This tutorial demonstrates how the semantic reasoning module developed in CONVINCE can identify undesired situations at runtime.

All commands use `docker compose` and must be executed from the root of the repository, where `docker-compose.yml` is located.

A video of this tutorial is available on [YouTube](https://youtu.be/xWV7h7M_TRw?si=WKXO4SxqWZpkBg-c).

## The Problem

The robot is tasked with navigating a domestic environment to fetch soda and snacks, delivering them to the fridge one at a time.

![domestic_environment](imgs/pyrobosim.png)

During the execution of a place action, the force measured at the robot's end effector unexpectedly rises, while the gripper's z-position does not decrease to reach the desired place target.

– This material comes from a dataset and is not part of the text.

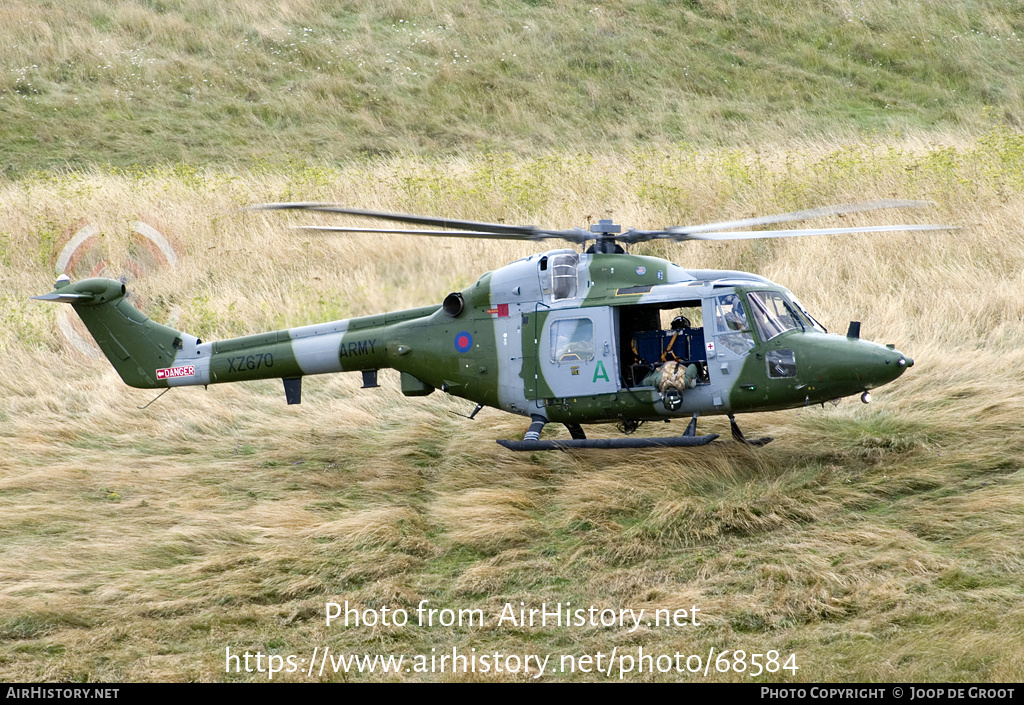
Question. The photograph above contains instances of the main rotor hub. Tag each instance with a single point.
(605, 227)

This unexpected situation represents an undesired deviation from nominal operational conditions. It can be formally described as a property in temporal logics, allowing monitoring frameworks like [MOON](https://convince-project.github.io/overview/tutorial_moon.html) to detect when it is violated.

![conceptual_place_property_violation](imgs/srd-conceptual_place_property_violation.png)

Though, detection alone is insufficient to determine the appropriate intervention. Rising force at the end-effector's tip can be due to multiple causes, such as collisions with objects making the place target inaccessible or adversarial human behavior obstructing the robot arm from reaching the target place.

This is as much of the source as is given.